An 18-game streak vanished last Sunday. For over a calendar year, Jalen Hurts had known only victory. That feeling was suddenly silenced. The echo in Philadelphia is a strange, unfamiliar silence. It’s the quiet of a quarterback’s house after a defeat. And the mood inside must be palpable.
Hurts faced the media on Tuesday. He delivered the headline himself. “Thank God it's a short week,” he stated. Then he offered the raw, revealing truth. “Tough week in my house.” This was more than a soundbite. It was a window into the soul of a competitor. His following words confirmed it. “You can be on top one day and on the bottom the next,” Hurts said. He is navigating that brutal NFL reality.
His response was not to point fingers. Instead, he looked inward and upward. He even checked in with his old college coach, Nick Saban. “We had a conversation, caught up a little bit,” Hurts shared. “It’s always good to get good direction from him.” The lesson?
Always win the fourth quarter, something the Eagles failed to do against Denver. But this is how leaders process adversity.
The offense’s struggles are a complex puzzle. The running game was oddly absent. Saquon Barkley had just six carries. The play-calling, full of RPOs, is under a microscope. Meanwhile, a reported meeting between Hurts, Barkley, and A.J. Brown sparked controversy. What was really said behind closed doors?
Jalen Hurts & Co. Finding a New Recipe
Barkley quickly shut down the drama. “That wasn’t a players’ meeting,” he clarified. “It wasn’t that at all.” He described it as simple teammates talking. Hurts echoed this, calling it “teammates being teammates.” Their focus is solely on the collective. They are searching for consistency in a fluctuating season. And Hurts pinpointed a key issue.
He’s on his fourth offensive coordinator in four years. He offered a perfect analogy. “It’s like having all the same ingredients, but having a different chef in the kitchen,” Hurts explained. The dish, unfortunately, has tasted different each time.
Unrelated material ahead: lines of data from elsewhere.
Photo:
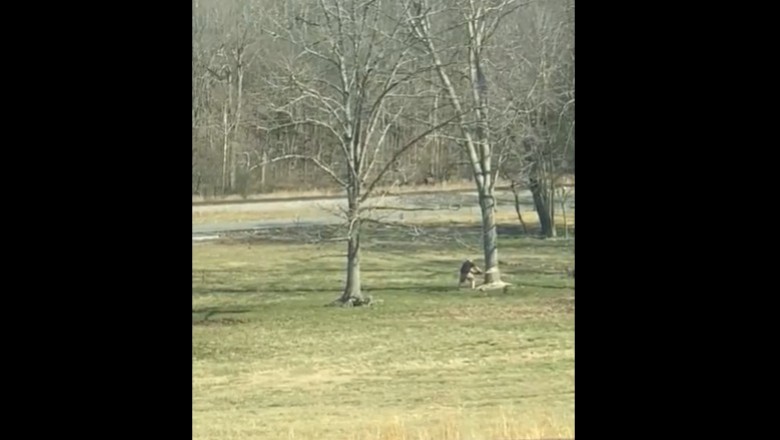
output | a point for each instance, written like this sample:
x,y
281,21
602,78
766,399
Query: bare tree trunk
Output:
x,y
489,237
225,149
542,204
263,169
517,208
353,295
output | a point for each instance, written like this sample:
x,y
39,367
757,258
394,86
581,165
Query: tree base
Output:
x,y
498,285
351,301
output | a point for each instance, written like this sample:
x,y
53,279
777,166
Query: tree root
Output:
x,y
351,302
500,285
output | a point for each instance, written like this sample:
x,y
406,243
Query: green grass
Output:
x,y
428,361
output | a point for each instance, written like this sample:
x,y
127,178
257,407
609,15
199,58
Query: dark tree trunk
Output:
x,y
489,237
544,207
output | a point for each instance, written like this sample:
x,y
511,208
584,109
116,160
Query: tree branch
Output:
x,y
314,160
401,151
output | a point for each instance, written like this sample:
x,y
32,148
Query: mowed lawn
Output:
x,y
427,361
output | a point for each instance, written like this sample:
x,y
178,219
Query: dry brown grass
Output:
x,y
430,362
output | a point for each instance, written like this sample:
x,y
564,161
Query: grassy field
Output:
x,y
428,361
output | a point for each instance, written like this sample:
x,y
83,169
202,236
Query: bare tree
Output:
x,y
538,91
348,72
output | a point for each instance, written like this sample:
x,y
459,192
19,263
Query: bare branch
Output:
x,y
401,151
314,160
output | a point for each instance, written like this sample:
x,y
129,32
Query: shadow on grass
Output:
x,y
209,312
390,235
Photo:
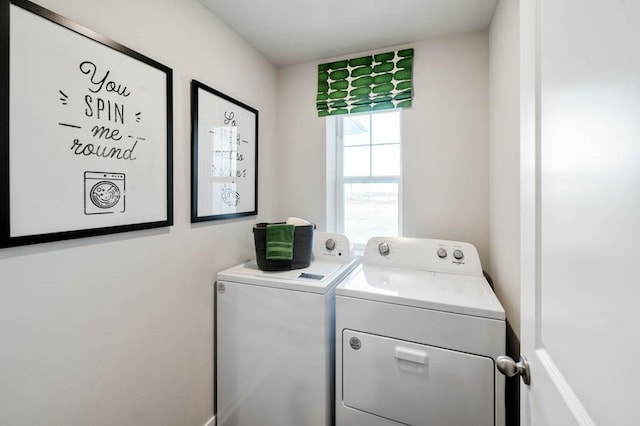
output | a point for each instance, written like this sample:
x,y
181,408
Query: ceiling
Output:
x,y
291,31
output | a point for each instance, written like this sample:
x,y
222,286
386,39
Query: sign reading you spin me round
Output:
x,y
87,123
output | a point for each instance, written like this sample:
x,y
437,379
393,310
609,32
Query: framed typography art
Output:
x,y
86,132
224,156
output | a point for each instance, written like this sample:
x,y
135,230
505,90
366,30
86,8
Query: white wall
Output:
x,y
118,330
504,158
445,142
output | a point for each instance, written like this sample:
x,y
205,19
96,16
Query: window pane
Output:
x,y
385,160
385,127
356,161
370,209
355,130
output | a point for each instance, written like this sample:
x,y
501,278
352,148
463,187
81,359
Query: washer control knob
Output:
x,y
384,248
330,244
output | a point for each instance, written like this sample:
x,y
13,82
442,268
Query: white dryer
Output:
x,y
275,334
418,330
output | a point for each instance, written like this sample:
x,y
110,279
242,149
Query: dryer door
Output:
x,y
416,384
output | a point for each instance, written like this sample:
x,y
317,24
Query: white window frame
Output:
x,y
341,180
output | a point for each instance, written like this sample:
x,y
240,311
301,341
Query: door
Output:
x,y
580,210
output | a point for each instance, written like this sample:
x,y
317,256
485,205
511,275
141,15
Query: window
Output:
x,y
368,175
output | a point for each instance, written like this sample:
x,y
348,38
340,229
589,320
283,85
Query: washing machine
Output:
x,y
418,330
275,334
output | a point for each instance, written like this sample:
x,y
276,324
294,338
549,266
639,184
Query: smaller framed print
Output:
x,y
224,156
85,132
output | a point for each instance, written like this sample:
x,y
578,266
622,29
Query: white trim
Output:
x,y
568,395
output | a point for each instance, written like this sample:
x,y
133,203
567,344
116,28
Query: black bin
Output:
x,y
302,248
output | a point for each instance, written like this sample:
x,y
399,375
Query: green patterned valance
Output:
x,y
369,83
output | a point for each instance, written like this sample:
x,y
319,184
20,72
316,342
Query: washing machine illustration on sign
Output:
x,y
104,192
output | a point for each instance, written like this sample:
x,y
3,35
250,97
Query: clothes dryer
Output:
x,y
275,334
418,330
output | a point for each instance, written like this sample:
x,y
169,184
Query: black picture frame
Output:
x,y
224,156
86,136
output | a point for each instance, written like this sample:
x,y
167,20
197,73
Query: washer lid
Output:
x,y
318,277
462,294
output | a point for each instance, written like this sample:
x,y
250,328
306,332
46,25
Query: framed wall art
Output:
x,y
224,156
86,132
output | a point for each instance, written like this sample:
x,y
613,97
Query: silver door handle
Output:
x,y
510,368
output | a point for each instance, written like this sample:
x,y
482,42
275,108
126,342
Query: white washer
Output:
x,y
275,334
418,329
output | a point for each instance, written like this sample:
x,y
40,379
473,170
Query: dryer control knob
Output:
x,y
330,244
384,248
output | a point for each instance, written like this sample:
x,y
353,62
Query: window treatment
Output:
x,y
368,83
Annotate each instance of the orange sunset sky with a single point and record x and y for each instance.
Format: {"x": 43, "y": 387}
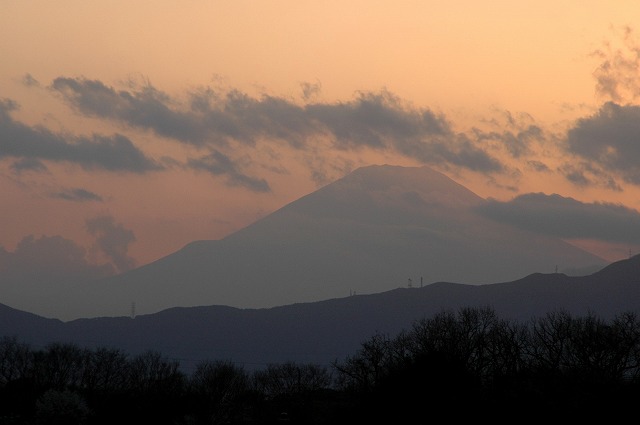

The challenge is mastering a new system while expectations remain sky-high.
The entire unit feels the pressure. Barkley acknowledged the uneven performances. “There have been halves where we look untouchable,” he said. “And there have been halves where we look really bad.” The mission is to eliminate the bad halves. The Giants’ 25th-ranked pass defense offers a prime opportunity for a breakout.
Read more: Seth Joyner declares he's 'done' with 'A.J. Brown not getting targets' discourse
So, the Eagles march into MetLife Stadium. The short week is a blessing. It forces immediate action. Hurts’ tough week now fuels a critical divisional battle. His fire, stoked by a rare loss, is now Philadelphia’s guiding light. It reminds everyone that in the NFL, as in life, perspective is everything. Or as the philosopher Carl Jung once noted, “I am not what happened to me, I am what I choose to become.”